When the team returned to Kansas City for the remainder of camp, he said he worked with the team’s running backs and ran the yardage markers on the sidelines during practice.
During the team’s two home exhibitions, Pullins organized the team’s equipment prior to them coming in and help the team’s quarterbacks, kickers and punters by catching balls.
Not getting to know a lot of the team’s players well during his time, he said members of the team still took time to get to know him and others.
“We were working a lot of the time, which usually involved us being around them and a lot of the guys took the time to learn our names and where we were from and would often talk with us,” Pullins said.
Originally growing up in the Cleveland area as a Cleveland Browns fan, Pullins said the experience has made him a Chiefs fan as well now. He stays close after spending time with his fellow interns from camp, and has stayed in contact with a few of the team’s full-time employees as well.
Pullins said the incident was a shock to him, and he stayed in contact with some of the full-time equipment people and his fellow interns throughout the day, offering his condolences.
Belcher joined the Chiefs as an undrafted free agent in 2009 out of the University of Maine, where he was named to the Associated Press’s First Team All-America in 2008. After three years with the organization, Belcher re-signed with the team prior to the 2012 season in a one-year contract.
“I didn’t get to know him closely,” Pullins said. “He treated us very well and was very friendly with us. He was a hard worker and had become one of my favorite players to watch.”
NFL.com’s Ian Rapoport reported on Monday that the league’s collective bargaining agreement will financially support three-month-old Zoey either through the end of her high school career or college, depending if she decides to attend or not later in life.

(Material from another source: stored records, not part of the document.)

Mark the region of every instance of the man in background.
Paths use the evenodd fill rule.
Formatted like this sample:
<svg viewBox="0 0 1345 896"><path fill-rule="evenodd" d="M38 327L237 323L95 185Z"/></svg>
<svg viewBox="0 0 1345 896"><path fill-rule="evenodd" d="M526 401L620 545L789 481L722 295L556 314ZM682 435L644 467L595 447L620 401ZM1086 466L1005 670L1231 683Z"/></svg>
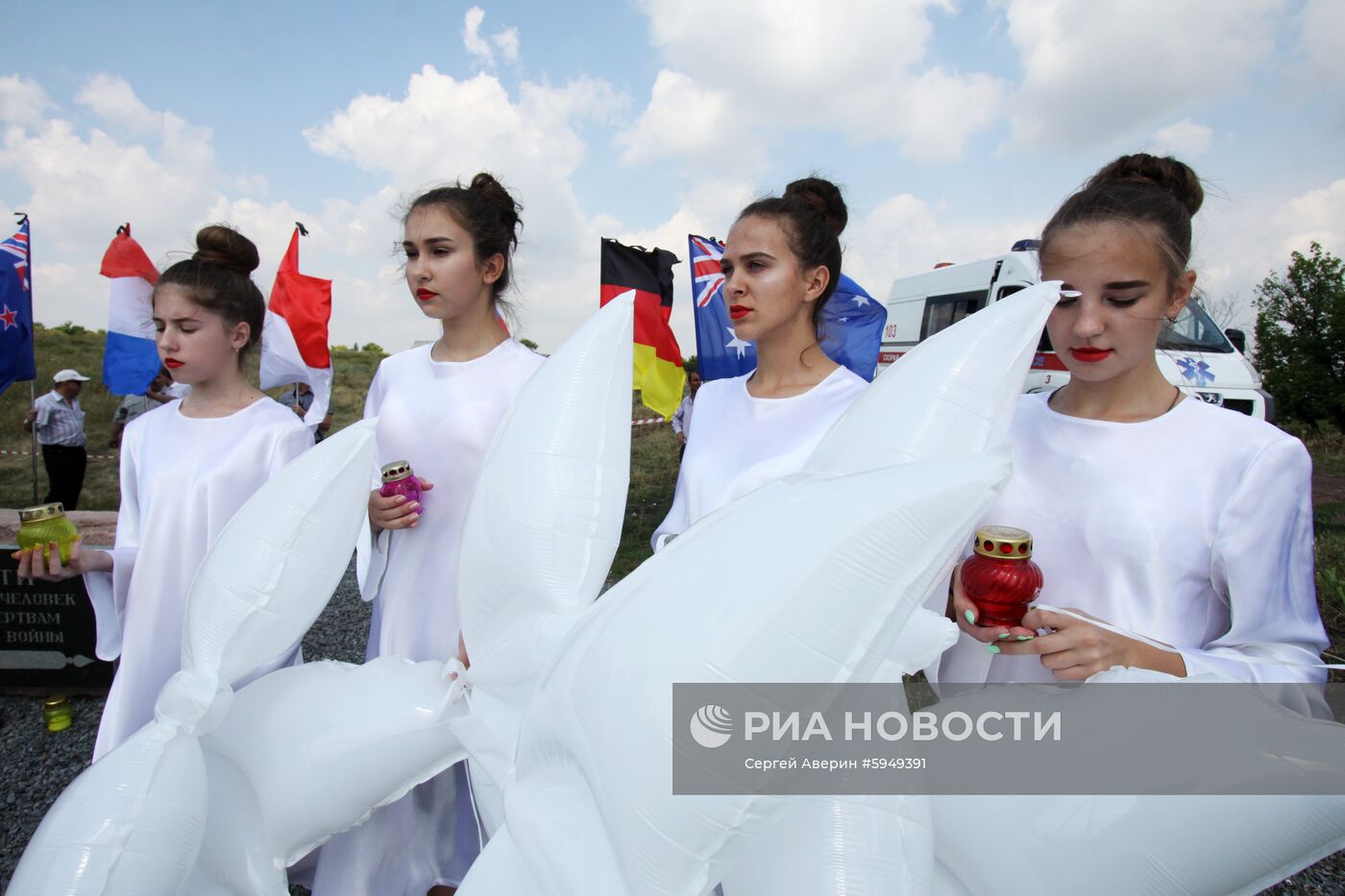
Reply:
<svg viewBox="0 0 1345 896"><path fill-rule="evenodd" d="M109 448L121 448L121 433L125 431L126 424L145 413L147 410L153 410L159 405L172 401L172 396L167 393L168 383L172 382L168 378L167 371L159 371L159 374L149 381L149 389L143 396L125 396L121 404L117 405L117 410L112 414L112 437L108 440Z"/></svg>
<svg viewBox="0 0 1345 896"><path fill-rule="evenodd" d="M677 406L672 412L672 435L677 436L677 441L682 445L678 457L686 453L686 437L691 433L691 404L695 401L695 393L701 389L701 374L691 371L686 375L687 393L682 398L682 404Z"/></svg>
<svg viewBox="0 0 1345 896"><path fill-rule="evenodd" d="M307 382L296 382L293 386L286 389L280 394L280 404L285 405L303 420L308 409L313 406L313 390ZM327 437L327 432L332 428L332 414L328 410L323 421L313 428L313 444Z"/></svg>
<svg viewBox="0 0 1345 896"><path fill-rule="evenodd" d="M38 431L42 444L42 463L47 468L47 496L44 503L59 500L66 510L79 505L83 488L85 452L83 409L79 391L89 382L78 370L61 370L51 378L51 391L32 402L32 410L23 418L26 432Z"/></svg>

The team and the NFL decided to continue on with the team’s scheduled game at Arrowhead Stadium as planned the next day following the incident on Sunday, Dec. 2. In an emotional game, the Chiefs defeated the Carolina Panthers 27-21 for its second win of the season and first in nine games.
Chiefs quarterback Brady Quinn after the game during his press conference was asked about his emotions in playing a game the day after the incident that involved his teammate, and said it was eerie, but people need to realize the relationships they have with others if they were to take something away from the game.
“I know when it happened, I was sitting and, in my head, thinking what I could have done differently,” Quinn said to reporters. “When you ask someone how they are doing, do you really mean it? When you answer someone back how you are doing, are you really telling the truth? We live in a society of social networks, with Twitter pages and Facebook, and that’s fine, but we have contact with our work associates, our family, our friends, and it seems like half the time we are more preoccupied with out phone and other things going on instead of the actual relationships that we have right in front of us.”
Pullins said he was able to watch the post game interviews through the team’s website and was amazed at what he heard.
“Brady Quinn’s words rang especially true about how attached we are to the outside world and often forget about what is in front of us,” Pullins said. “It’s a lesson all of us can learn. Recently, I lost a high school classmate that took his own life. It just brings everything into perspective, how important and valuable our time here is.”
Pullins said it’s been difficult to grasp the news, especially when it involves people that you know.
He said from getting to know those within the Chiefs organization, he thinks the team will be able to cope with what has happened and is rooting for them.
“I wouldn’t trade my experience in KC for anything,” he said. “Although I missed the first three days of class, it was worth it. It was an honor to be able to work for such a great organization with great people and I am excited to see what is in store for them in the future.”